I am using code that is similar to the code in this question.
A copy of the code form the question is with properties commented out, as I have mine commented out.
import javax.ws.rs.client.Client;
public static void main(String[] args)
{
Client client = ClientBuilder.newClient();
//client.property(ClientProperties.CONNECT_TIMEOUT, 1000);
//client.property(ClientProperties.READ_TIMEOUT, 1000);
WebTarget target = client.target("http://1.2.3.4:8080");
target = target.queryParam("paramname", "paramvalue");
target = target.queryParam("paramname2", "paramvalue2");
try
{
String responseMsg;
for (int i = 0; i < 50; i++)
responseMsg = target.request(MediaType.APPLICATION_XML).get();
System.out.println("responseMsg: " + responseMsg);
}
catch (ProcessingException pe)
{
pe.printStackTrace();
}
}
I modified the original code slightly by adding in a for-loop. The idea is that Jersey only generates one connection, not 50.

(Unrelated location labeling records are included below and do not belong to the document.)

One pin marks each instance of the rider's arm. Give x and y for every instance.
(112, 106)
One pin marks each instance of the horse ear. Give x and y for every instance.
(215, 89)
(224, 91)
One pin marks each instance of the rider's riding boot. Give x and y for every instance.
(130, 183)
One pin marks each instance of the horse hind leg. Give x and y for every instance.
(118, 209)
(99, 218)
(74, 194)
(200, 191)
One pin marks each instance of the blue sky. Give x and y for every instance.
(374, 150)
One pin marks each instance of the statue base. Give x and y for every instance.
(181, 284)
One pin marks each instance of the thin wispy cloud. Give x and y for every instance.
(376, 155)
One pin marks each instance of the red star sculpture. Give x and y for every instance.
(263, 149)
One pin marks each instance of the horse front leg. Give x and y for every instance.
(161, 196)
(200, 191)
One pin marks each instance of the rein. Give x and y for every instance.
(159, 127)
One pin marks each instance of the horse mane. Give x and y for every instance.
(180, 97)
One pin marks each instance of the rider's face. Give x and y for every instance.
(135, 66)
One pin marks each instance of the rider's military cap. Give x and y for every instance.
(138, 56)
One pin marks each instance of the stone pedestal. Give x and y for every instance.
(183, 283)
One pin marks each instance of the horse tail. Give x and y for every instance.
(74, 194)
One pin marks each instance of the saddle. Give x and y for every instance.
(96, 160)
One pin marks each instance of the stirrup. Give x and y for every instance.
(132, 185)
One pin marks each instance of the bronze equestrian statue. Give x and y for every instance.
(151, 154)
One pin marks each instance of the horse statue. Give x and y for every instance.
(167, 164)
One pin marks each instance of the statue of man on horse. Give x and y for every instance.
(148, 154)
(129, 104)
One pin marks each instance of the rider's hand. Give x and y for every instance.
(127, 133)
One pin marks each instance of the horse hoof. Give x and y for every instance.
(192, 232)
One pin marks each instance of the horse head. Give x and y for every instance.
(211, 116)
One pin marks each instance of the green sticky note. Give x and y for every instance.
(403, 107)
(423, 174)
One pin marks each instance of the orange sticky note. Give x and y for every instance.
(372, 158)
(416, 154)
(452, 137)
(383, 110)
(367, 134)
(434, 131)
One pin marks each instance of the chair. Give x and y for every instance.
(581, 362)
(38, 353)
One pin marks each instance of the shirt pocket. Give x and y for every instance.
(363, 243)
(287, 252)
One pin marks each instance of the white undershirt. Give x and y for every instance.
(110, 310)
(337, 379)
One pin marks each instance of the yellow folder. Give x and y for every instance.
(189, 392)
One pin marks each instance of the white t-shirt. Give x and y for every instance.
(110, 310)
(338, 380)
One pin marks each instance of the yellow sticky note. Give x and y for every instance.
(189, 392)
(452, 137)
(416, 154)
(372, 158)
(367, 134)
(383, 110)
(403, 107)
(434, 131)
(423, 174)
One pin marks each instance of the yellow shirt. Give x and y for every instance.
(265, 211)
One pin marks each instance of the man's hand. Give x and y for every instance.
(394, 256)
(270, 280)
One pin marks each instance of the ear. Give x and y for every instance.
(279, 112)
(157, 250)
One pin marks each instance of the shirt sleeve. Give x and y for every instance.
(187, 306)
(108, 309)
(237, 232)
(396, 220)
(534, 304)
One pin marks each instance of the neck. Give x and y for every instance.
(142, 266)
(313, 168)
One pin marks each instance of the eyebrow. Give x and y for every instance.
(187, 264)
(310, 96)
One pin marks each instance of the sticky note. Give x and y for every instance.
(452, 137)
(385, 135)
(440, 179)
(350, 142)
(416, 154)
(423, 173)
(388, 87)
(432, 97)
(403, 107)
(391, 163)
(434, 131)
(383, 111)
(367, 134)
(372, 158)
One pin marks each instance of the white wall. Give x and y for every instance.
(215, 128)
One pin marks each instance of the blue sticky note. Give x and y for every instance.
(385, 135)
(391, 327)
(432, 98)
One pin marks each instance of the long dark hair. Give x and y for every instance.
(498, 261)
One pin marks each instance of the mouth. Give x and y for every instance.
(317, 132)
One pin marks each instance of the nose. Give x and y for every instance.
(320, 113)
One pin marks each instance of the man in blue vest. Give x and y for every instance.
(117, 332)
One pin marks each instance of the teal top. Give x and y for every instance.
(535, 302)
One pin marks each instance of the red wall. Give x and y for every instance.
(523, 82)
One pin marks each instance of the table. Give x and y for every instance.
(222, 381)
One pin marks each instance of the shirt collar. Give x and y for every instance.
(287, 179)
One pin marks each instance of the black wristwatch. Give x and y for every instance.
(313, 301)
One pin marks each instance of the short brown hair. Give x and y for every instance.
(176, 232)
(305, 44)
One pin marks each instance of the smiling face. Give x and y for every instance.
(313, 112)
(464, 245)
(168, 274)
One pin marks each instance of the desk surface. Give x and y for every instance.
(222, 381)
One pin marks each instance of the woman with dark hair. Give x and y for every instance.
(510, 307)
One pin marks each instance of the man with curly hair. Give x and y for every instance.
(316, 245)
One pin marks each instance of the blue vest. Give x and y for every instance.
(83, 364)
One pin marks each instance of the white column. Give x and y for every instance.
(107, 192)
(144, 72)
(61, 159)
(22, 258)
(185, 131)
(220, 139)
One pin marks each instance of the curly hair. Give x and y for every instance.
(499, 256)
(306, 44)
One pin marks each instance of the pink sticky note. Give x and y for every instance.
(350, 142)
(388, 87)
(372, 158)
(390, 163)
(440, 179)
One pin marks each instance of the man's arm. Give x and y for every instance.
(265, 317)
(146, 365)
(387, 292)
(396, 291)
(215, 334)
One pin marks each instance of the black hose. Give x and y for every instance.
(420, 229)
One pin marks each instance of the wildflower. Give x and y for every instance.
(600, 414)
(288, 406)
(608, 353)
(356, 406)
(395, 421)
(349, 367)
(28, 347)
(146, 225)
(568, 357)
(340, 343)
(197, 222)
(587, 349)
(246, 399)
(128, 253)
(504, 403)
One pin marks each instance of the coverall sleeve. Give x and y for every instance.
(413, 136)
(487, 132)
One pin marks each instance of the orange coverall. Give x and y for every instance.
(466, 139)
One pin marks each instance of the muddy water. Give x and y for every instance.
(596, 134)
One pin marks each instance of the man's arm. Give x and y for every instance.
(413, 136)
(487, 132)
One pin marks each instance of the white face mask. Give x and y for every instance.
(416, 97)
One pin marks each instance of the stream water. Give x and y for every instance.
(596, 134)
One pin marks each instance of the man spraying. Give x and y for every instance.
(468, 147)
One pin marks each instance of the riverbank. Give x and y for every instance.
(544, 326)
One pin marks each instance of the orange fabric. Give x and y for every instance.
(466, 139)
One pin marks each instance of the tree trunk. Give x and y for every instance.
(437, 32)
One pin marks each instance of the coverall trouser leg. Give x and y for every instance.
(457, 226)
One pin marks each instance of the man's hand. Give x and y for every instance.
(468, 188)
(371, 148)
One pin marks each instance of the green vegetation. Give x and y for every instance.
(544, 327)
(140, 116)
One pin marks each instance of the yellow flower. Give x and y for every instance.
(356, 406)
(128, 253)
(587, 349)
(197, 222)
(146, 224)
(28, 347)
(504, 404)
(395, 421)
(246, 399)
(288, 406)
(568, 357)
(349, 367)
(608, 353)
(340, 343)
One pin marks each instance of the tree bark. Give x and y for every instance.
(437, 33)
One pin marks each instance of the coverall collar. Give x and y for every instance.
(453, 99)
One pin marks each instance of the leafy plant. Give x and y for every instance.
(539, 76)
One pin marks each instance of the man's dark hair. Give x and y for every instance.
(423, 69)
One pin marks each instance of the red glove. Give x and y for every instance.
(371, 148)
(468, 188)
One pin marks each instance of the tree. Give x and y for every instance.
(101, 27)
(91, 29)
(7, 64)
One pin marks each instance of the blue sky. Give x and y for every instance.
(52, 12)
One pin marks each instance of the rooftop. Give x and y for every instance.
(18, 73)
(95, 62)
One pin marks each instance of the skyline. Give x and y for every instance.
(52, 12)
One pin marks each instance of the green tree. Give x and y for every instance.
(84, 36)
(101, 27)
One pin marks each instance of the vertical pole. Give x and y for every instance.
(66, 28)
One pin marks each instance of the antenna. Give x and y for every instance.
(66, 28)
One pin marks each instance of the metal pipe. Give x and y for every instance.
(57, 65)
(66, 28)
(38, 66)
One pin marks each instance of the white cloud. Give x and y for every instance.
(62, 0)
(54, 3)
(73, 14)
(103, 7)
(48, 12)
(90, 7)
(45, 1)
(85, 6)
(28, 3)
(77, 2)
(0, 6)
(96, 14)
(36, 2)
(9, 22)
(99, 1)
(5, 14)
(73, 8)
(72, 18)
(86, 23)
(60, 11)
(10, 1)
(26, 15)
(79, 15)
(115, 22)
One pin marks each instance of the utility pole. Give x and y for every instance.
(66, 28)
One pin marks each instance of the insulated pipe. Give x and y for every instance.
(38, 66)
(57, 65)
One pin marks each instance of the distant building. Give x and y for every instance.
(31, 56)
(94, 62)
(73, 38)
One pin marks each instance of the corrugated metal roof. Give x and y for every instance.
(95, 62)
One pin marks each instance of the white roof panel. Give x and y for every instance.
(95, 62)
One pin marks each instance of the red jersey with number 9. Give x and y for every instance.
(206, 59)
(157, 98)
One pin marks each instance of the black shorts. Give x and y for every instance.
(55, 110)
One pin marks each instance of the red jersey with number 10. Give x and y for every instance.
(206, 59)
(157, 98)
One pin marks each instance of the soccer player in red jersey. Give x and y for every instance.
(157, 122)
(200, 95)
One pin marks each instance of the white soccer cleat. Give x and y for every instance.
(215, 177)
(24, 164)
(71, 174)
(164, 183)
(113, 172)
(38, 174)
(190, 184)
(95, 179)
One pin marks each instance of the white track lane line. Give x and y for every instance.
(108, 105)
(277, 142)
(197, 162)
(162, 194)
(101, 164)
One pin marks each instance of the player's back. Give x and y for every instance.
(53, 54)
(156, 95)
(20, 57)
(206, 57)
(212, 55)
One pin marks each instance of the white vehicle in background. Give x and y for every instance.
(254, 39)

The problem that I have is that the daemon with which I communicate reports that I create a new connection with each call.
How can I have just one connection and then use that for each communication transaction?
At worst, I would like to close the connection, but that seems silly. There is a lot of overhead to creating a connection (on the daemon if nothing else and closing it).
The daemon reports "connection allowed" on the terminal window (CENTOS 7, but does not matter). I run the client usually off of my Windows 7 desktop. I am using Java 8 with Eclipse Luna. What happens quite frequently is that the daemon will say "maximum number of connections reached" and the proceed to do not nice things.